I wanted de Waal's insights to help explain why people think they need religion to be moral, but I have no idea what the hell he's talking about. He'll write a bit about apes, and then take off into an argument with "theoreticians" or (gasp!) "scientists" who evidently have tried to make points with which he disagrees. Who are these people he is criticizing? Is this another one of those arguments between humanists, skeptics, free-thinkers, and atheists? And what did they say that has pissed him off so much?
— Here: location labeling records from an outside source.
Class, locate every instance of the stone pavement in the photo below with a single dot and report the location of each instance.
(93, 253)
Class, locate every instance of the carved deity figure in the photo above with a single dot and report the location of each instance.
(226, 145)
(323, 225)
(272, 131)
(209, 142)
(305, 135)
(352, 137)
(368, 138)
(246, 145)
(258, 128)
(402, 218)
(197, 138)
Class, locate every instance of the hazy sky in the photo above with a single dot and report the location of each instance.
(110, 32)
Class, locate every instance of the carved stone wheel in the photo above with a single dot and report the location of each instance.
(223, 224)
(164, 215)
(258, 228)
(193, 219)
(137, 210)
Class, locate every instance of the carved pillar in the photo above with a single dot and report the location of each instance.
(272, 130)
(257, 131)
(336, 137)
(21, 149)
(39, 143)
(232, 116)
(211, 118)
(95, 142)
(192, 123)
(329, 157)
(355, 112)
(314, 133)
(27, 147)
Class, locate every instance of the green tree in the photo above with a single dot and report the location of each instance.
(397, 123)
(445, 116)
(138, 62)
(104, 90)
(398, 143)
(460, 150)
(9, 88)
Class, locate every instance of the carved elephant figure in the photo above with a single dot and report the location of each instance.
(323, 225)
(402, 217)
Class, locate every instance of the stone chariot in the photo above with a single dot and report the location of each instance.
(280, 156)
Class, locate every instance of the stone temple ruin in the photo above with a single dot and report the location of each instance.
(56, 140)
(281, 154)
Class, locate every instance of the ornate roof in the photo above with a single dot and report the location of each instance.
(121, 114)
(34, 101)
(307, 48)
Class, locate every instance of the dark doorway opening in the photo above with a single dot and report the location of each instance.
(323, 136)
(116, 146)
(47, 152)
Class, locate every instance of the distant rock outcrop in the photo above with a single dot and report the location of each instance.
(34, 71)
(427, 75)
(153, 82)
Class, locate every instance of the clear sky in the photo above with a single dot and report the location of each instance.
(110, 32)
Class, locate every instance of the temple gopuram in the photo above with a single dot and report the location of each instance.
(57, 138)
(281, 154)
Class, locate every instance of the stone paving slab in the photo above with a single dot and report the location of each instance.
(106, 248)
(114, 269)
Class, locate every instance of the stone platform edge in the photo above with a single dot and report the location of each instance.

I get it that he doesn't agree with the strident "new" atheists. I understand that a segment of the atheist community finds Richards Dawkins a bit, well... a bit too much. And Christopher Hitchens is an acquired taste, especially when he's at his angry best. (Disclosure: I enjoy reading Hitchens, and I value the time I saw him speak - a couple of days before he was told he had stage four cancer.) Are you with me, reader? If you don't know what I'm talking about, de Waal's book will make absolutely no sense to you. Even though I know some of the arguments of the popularized atheists Frans opposes, I still got lost when he started into people I don't know.

De Waal has so much insight to add to the discussion of evolution, science, morals, and religion.